The man, who has come from a small town in the eastern province of Khorasan and has never been in Tehran before, says he is being paid 2m rial (£122) to assault protestors with a heavy wooden stave. He says the money is the main incentive as it will enable him to get married and may even enable him to afford more than one wife. Leadership of the volunteers has been provided by a man known only as "Hajji", who has instructed his men to "beat the counter-revolutionaries so hard that they won't be able to stand up". The volunteers, most of them from far-flung provinces such as Khuzestan, Arak and Mazandaran, are being kept in hostel accommodation, reportedly in east Tehran. Other volunteers, he says, have been brought from Lebanon, where the Iranian regime has strong allies in the Hezbollah movement. They are said to be more highly-paid than their Iranian counterparts and are put up in hotels. The last piece of information seems to confirm the suspicion of many Iranians that foreign security personnel are being used to suppress the demonstrators. For all his talk of the legal process, this interview provides a key insight into where Iran's supreme leader, Ayatollah Ali Khamenei, believes the true source of his legitimacy rests.

Clashes occurred throughout Iran, with possibly the largest being in front of Iran's Parliament building.
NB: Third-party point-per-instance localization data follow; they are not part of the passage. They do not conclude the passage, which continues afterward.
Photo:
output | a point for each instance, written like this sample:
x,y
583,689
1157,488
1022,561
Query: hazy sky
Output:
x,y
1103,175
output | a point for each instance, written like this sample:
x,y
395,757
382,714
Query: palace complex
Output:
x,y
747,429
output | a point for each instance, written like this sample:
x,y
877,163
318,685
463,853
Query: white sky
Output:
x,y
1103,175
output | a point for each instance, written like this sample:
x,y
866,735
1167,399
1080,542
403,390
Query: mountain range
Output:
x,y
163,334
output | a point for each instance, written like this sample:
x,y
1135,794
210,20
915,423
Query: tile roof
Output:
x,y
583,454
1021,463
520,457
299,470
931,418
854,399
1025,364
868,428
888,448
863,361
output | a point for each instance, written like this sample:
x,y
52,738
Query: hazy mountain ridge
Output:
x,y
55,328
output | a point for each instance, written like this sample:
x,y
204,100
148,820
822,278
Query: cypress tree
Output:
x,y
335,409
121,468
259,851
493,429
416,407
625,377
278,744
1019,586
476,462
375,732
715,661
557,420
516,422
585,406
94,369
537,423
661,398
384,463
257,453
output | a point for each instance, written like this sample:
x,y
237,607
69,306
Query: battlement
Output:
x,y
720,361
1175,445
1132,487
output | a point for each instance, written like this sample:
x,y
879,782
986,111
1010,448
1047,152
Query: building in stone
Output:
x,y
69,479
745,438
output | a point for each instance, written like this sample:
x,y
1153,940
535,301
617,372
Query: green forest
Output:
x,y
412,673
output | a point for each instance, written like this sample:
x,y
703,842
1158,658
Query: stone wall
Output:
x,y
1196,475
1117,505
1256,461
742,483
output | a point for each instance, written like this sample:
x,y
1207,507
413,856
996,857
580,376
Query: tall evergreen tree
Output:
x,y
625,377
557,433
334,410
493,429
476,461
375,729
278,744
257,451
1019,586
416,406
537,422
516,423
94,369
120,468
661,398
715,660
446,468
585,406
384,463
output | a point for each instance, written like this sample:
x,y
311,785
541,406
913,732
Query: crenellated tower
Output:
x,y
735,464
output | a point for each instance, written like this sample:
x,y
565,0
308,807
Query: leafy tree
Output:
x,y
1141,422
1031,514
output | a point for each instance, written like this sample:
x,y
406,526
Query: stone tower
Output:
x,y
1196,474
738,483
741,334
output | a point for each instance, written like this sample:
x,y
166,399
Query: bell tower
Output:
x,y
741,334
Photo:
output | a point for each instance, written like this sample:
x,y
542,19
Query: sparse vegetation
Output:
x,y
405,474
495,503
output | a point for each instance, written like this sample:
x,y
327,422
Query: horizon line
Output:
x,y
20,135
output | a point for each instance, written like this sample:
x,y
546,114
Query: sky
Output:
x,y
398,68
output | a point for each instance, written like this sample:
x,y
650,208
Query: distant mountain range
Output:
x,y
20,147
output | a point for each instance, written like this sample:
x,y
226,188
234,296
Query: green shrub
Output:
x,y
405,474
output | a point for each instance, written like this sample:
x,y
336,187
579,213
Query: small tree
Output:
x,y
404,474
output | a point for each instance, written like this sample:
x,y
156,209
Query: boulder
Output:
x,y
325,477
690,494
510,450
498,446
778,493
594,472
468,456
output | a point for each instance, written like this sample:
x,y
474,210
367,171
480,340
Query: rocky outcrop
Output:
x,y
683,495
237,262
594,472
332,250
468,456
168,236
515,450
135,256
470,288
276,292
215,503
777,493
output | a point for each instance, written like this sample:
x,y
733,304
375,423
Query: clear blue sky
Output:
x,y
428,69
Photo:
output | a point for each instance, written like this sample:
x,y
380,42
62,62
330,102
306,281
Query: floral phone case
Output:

Hundreds of basij, the theocracy's nazi style "brown-shirt" army of thugs, attacked protestors throughout the day and sped into action whenever groups of ten or more people were seen.

It is now night in Iran and, in what must be the most ironic twist to this revolt, people are acting in the same fashion that Ayatollah Khomeini, father of this theocracy, told Iranians to do three decades ago as a sign of their desire to overthrow the regime. Cries of “Allahu Akbar!” are being shouted throughout Tehran “with deafening intensity.”

A final look at today, with police clubbing men and women on the streets, though no protest is apparent:










1 comment:

MathewK said...

And the world stands by and watches, impotent and useless. Most of us are just waiting for the protestors to be beaten and murdered into silence so we can go back to the cowardly illusion that islam=peace, jihad ain't so bad etc.